Coal India may not be the custodian for surplus coal

The Planning Commission has worked out a coal banking mechanism that does not involve public sector miner Coal India.

A high-level panel headed by B.K. Chaturvedi, Member, Planning Commission, has finalised a proposal wherein two private companies could exchange surplus coal available with them. This means if a company starts mining coal from its captive mine before its end-use plant is ready, it can offer that fuel to a company whose end-use plant is ready but whose mine is not explored.

“This would have to be agreed commercially by both the companies after seeking approval from the Coal Ministry,” said a Government official.

However, several other issues such as pricing of the coal, volume and mode of inter-State transportation of the fuel needs to be discussed, he added.

Earlier, public sector miner Coal India Ltd had expressed reluctance for implementation of a mechanism wherein it receives coal from private miners and commits itself for returning it to them in the future. This forced the panel to look at alternative ways to use surplus coal available with the companies.

The Association of Power Producers (APP), that represents 20 private power producers in the country, had suggested that Coal India should be the custodian of surplus coal.

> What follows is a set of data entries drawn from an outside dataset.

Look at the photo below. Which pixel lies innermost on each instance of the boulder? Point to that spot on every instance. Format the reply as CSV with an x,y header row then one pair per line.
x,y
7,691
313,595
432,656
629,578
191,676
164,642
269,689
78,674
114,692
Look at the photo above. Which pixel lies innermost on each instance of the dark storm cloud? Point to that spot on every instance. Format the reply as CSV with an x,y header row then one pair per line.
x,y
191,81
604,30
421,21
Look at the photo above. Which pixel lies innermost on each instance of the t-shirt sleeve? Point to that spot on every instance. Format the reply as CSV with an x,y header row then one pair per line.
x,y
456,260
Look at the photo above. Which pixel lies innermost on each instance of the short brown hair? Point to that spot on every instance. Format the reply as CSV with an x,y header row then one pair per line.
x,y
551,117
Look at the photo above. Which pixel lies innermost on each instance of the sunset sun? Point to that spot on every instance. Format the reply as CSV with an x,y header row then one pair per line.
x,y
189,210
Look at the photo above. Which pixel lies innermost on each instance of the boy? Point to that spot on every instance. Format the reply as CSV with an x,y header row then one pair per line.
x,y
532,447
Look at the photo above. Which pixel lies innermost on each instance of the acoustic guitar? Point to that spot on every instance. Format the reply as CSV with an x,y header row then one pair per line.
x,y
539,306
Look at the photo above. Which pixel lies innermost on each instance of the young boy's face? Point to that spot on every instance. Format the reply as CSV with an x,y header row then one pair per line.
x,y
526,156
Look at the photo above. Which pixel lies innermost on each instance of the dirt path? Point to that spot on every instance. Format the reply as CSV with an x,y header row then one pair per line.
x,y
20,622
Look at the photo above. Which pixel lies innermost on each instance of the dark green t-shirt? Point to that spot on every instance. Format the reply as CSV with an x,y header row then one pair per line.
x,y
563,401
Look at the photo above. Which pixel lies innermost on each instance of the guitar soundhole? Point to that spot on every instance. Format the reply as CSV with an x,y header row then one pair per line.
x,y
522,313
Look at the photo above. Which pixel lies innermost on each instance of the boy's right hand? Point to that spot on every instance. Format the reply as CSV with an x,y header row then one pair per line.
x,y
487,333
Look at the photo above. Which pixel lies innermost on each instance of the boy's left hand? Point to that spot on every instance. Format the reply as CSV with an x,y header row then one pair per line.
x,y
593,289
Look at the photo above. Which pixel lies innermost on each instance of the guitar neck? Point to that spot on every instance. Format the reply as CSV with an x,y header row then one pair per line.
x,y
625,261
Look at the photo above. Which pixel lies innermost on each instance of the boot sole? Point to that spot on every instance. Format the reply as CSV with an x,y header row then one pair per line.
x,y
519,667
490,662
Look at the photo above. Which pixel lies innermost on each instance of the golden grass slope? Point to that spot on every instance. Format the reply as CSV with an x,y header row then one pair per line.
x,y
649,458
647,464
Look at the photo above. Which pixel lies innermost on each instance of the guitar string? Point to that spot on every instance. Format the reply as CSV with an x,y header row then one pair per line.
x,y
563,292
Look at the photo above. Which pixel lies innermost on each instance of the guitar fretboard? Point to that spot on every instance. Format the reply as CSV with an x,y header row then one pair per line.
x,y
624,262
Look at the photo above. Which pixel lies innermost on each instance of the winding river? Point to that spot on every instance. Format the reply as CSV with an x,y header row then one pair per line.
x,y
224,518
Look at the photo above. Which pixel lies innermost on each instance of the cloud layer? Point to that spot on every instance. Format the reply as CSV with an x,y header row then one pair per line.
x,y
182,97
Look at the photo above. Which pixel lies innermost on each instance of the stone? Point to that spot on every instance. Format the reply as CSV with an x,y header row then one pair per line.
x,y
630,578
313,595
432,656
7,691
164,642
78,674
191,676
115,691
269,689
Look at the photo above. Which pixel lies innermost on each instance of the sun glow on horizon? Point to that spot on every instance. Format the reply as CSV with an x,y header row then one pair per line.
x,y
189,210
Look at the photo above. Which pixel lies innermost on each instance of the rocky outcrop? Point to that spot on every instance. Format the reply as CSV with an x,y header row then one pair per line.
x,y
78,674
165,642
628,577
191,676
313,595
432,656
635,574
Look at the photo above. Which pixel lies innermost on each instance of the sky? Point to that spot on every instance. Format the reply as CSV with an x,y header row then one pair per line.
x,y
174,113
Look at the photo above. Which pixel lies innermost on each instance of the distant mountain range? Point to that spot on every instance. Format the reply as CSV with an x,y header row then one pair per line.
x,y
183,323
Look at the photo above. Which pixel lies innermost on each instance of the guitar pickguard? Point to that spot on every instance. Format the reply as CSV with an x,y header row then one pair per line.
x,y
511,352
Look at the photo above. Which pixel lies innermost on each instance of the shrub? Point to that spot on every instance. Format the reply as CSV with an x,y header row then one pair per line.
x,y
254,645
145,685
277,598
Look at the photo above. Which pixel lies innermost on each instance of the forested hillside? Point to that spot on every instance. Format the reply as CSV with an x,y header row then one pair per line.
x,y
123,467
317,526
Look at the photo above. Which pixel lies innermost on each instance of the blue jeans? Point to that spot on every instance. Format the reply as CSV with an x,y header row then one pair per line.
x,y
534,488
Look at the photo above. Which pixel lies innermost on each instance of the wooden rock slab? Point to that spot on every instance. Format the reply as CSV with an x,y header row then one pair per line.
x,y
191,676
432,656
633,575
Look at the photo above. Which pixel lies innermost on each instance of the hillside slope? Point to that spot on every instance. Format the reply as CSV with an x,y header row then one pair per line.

They estimate nearly 25 million tonnes of extra coal to be produced by 2015-16.

According to the Coal Mines (Nationalisation) Act 1973 that oversees captive mining, all coal mined from the block must be used entirely for the respective end-use project.

The Chaturvedi committee report would be submitted to the Coal Ministry, which feels that excess coal, if any, should be given to Coal India or its subsidiary at a notified price.

“The coal banking mechanism can be implemented only after Cabinet gives its go-ahead,” clarified the official.

Reliance Power had received the Government’s approval to use excess coal from attached mines in Sasan Ultra Mega Power Project (UMMP) for another of its project.

In August 2008, an empowered Group of Ministers (eGoM) allowed Reliance Power to use excess coal from the Sasan Project for its Chitrangi project in Madhya Pradesh.